The production problem
Most teams monitor AI systems with latency and error dashboards. Those metrics can look healthy while the agent keeps making risky decisions.
During audits, the first hard question is simple: who approved this action and under which rule version? If your answer is a screenshot and a Slack thread, you do not have an audit trail.
What top ranking sources cover vs miss
| Source | Strong coverage | Missing piece |
|---|---|---|
| IBM compliance auditability article | Clear accountability framing, framework differences (SOC 2, GDPR, ISO 27001), and practical auditability layers. | No concrete API-level contract for linking policy decisions to workflow execution state in a control plane. |
| AWS Bedrock model invocation logging guide | Strong baseline for collecting model request and response payloads, metadata, and destination configuration. | Invocation logs alone do not represent approval lineage or tool execution governance outcomes. |
| Braintrust LLM observability guide | Useful production framing for tracing, evals, and quality monitoring beyond uptime and latency metrics. | Limited focus on audit-grade evidence artifacts tied to policy snapshots and approval controls. |
Audit record schema
Good evidence models are boring on purpose. They are small, explicit, and easy to join. You want fields that survive model upgrades, workflow edits, and staff turnover.

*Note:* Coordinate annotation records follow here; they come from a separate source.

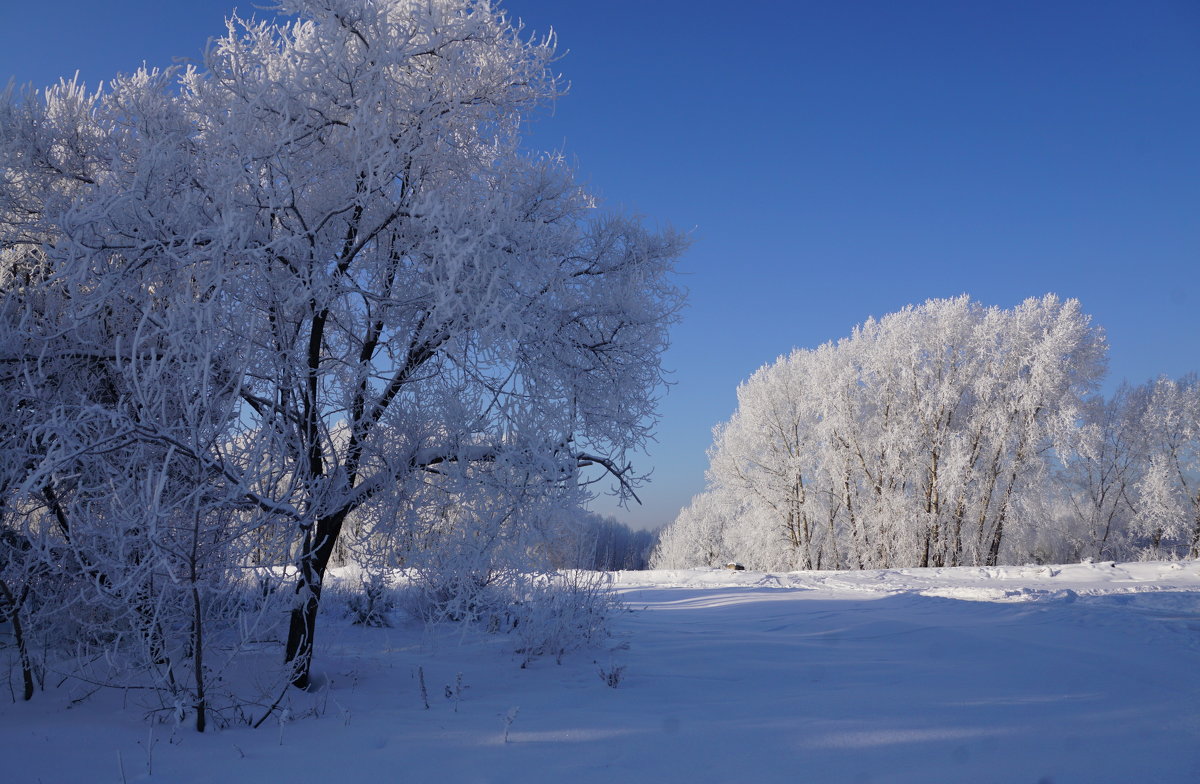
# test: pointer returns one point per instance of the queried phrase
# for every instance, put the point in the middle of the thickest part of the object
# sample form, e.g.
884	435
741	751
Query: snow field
1081	672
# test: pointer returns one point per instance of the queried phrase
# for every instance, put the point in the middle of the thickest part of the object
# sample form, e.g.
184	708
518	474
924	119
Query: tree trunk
303	626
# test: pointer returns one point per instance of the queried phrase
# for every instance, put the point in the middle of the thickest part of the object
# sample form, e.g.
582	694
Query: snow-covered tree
333	235
917	441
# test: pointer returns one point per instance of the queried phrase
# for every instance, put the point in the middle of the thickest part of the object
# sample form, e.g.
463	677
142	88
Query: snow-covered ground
1084	672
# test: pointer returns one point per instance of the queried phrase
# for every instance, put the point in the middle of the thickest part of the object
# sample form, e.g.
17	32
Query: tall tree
341	217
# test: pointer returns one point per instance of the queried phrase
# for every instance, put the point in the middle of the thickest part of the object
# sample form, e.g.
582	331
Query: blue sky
834	161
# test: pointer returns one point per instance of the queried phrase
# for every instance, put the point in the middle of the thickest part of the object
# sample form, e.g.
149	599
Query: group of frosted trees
948	434
311	300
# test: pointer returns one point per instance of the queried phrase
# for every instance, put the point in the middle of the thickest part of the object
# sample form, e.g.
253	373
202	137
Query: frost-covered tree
1168	498
331	234
917	441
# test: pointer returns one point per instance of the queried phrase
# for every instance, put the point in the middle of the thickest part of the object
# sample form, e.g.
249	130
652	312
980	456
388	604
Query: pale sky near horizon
834	161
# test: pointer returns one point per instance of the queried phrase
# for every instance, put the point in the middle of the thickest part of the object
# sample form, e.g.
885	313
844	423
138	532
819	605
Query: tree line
948	434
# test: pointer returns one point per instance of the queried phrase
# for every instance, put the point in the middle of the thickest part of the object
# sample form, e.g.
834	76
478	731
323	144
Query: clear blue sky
834	160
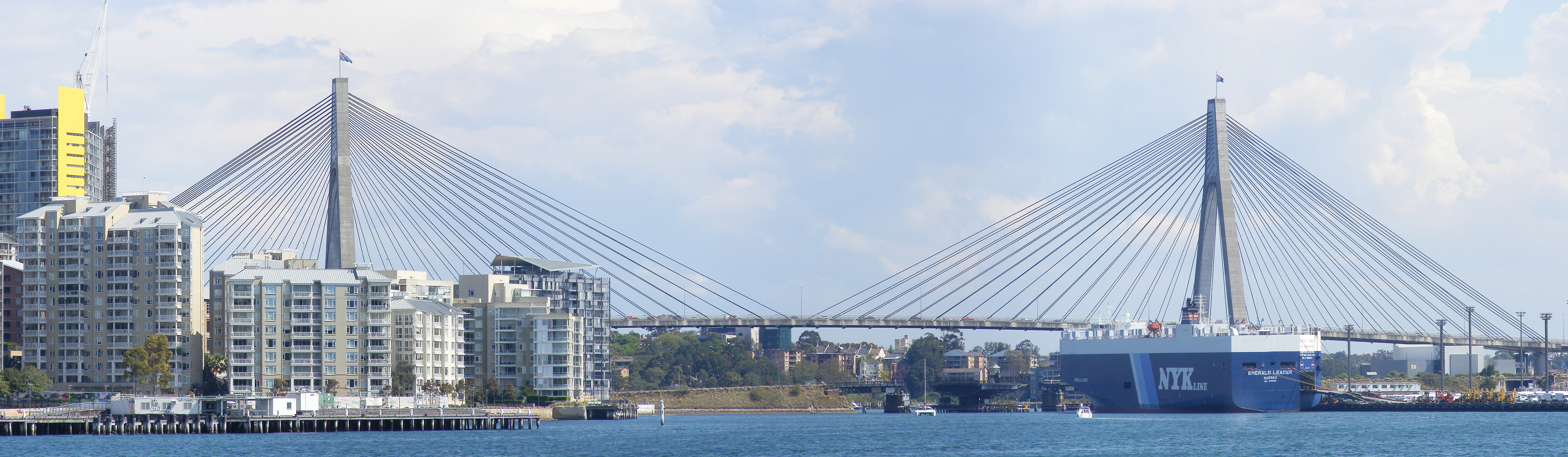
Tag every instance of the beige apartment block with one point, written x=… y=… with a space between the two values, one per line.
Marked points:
x=284 y=318
x=99 y=277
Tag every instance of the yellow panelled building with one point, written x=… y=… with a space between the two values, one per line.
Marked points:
x=52 y=152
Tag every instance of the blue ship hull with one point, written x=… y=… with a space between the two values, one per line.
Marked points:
x=1194 y=381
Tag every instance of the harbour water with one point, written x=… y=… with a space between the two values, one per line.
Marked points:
x=877 y=434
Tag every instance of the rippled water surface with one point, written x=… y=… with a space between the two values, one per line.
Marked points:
x=875 y=434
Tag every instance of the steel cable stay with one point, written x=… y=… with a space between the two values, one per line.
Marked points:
x=1410 y=252
x=1360 y=262
x=1068 y=193
x=1095 y=202
x=1258 y=237
x=552 y=215
x=1406 y=271
x=573 y=249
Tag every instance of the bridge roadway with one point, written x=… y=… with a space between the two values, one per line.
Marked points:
x=1327 y=334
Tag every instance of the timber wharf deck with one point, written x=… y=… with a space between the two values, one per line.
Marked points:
x=336 y=420
x=1445 y=407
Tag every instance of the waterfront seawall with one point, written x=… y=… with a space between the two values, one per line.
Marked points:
x=772 y=400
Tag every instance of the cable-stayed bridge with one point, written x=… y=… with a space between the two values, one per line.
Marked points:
x=1208 y=212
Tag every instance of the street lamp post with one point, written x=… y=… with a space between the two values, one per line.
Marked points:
x=1470 y=346
x=1518 y=365
x=1443 y=360
x=1351 y=365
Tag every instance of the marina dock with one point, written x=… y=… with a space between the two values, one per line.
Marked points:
x=338 y=420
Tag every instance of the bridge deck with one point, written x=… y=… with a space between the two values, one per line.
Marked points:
x=1328 y=334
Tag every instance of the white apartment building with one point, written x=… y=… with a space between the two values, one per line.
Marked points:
x=416 y=285
x=99 y=277
x=284 y=318
x=429 y=335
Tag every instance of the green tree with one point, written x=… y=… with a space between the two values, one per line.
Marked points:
x=27 y=379
x=1028 y=348
x=404 y=378
x=280 y=385
x=214 y=370
x=922 y=362
x=150 y=362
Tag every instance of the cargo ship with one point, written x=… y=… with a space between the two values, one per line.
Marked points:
x=1147 y=367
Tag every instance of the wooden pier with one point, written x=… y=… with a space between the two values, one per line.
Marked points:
x=343 y=420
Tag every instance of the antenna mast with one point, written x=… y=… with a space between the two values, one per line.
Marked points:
x=87 y=74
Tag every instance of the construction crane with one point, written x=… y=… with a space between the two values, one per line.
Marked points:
x=87 y=74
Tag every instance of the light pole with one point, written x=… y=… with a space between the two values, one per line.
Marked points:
x=1443 y=370
x=1547 y=346
x=1518 y=365
x=1351 y=365
x=1470 y=348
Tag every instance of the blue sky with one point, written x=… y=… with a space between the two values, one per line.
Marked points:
x=824 y=144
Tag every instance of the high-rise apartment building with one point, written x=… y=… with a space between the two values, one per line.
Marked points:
x=99 y=277
x=538 y=323
x=284 y=318
x=56 y=152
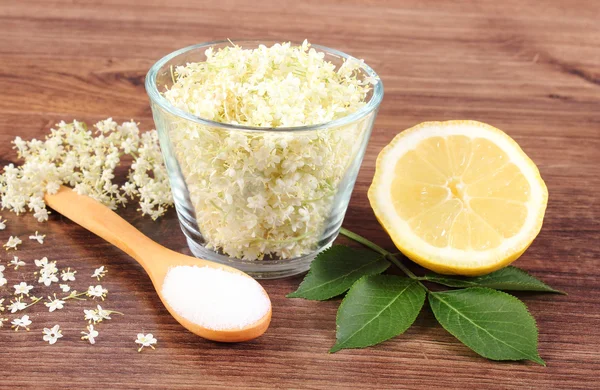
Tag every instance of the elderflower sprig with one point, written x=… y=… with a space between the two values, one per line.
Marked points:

| Field | Why required | Source endpoint |
|---|---|---|
| run_id + workflow_step_id | Connects every decision to a workflow context | GET /api/v1/workflow-runs/{id}, /timeline |
| job_id + trace_id | Anchors events to a unique execution path | GET /api/v1/jobs/{id} |
| decision + policy_rule_id + policy_snapshot | Shows why a decision happened and under which policy version | GET /api/v1/jobs/{id}/decisions, GET /api/v1/approvals |
| approval_required + resolution + resolved_by | Proves human gate behavior and accountability | GET /api/v1/approvals |
| job_hash | Binds approval to the exact request payload | GET /api/v1/approvals |
| context_ptr + result_ptr | Provides pointer-level reproducibility for evidence review | GET /api/v1/jobs/{id} |
| output_safety.decision | Captures post-execution release, redact, or quarantine outcome | GET /api/v1/jobs/{id} |
{
"run_id": "run-01",
"workflow_step_id": "approve-change",
"job_id": "job-123",
"trace_id": "trace-456",
"decision": "REQUIRE_APPROVAL",
"policy_rule_id": "prod-write-needs-approval",
"policy_reason": "Production writes need manager approval",
"policy_snapshot": "cfg:system:policy#sha256:7f3d...9c2b",
"job_hash": "b3b5...8f1a",
"approval_required": true,
"resolution": "approved",
"resolved_by": "manager-2",
"resolved_comment": "ticket INC-123",
"context_ptr": "ctx:job-123",
"result_ptr": "res:job-123",
"output_safety": {
"decision": "ALLOW",
"rule_id": "out-safe-1"
},
"timestamp": "2026-04-01T14:10:32Z"
}Query patterns that survive audits
The fastest path in an incident is one command list that joins execution, policy, and approval evidence. Build this once and run it for every critical workflow.
# 1) Job state + pointers + output safety metadata curl -sS http://localhost:8081/api/v1/jobs/job-123 # 2) Policy decisions for the job curl -sS http://localhost:8081/api/v1/jobs/job-123/decisions # 3) Approval queue with decision summary and job hash linkage curl -sS "http://localhost:8081/api/v1/approvals?include_resolved=false" # 4) Append-only workflow run timeline curl -sS "http://localhost:8081/api/v1/workflow-runs/run-01/timeline?limit=200" # 5) Policy publish/rollback audit stream curl -sS http://localhost:8081/api/v1/policy/audit
Operational defaults
Defaults decide whether logs become evidence or noise. Make these explicit in your runbooks.
| Control | Default | Why it exists |
|---|---|---|
| Approvals query filter | include_resolved=false for pending queue | Separates active risk from historical records |
| Workflow timeline endpoint | GET /api/v1/workflow-runs/{id}/timeline | Gives event chronology without replaying raw bus traffic |
| Decision endpoint | GET /api/v1/jobs/{id}/decisions | Makes policy rationale reviewable per execution |
| Policy audit endpoint | GET /api/v1/policy/audit | Tracks publish and rollback events for change governance |
| Output safety metadata | output_safety.* in job payload | Prevents blind spots between execution and release |
| Model invocation logs | disabled by default in Bedrock | Teams must explicitly enable retention of prompt/response evidence |
Limitations and tradeoffs
Rich evidence retention increases storage and indexing load over time.
Audit payloads can include sensitive context and need strong access boundaries.
Good APIs still fail if teams skip approval notes or inconsistent run identifiers.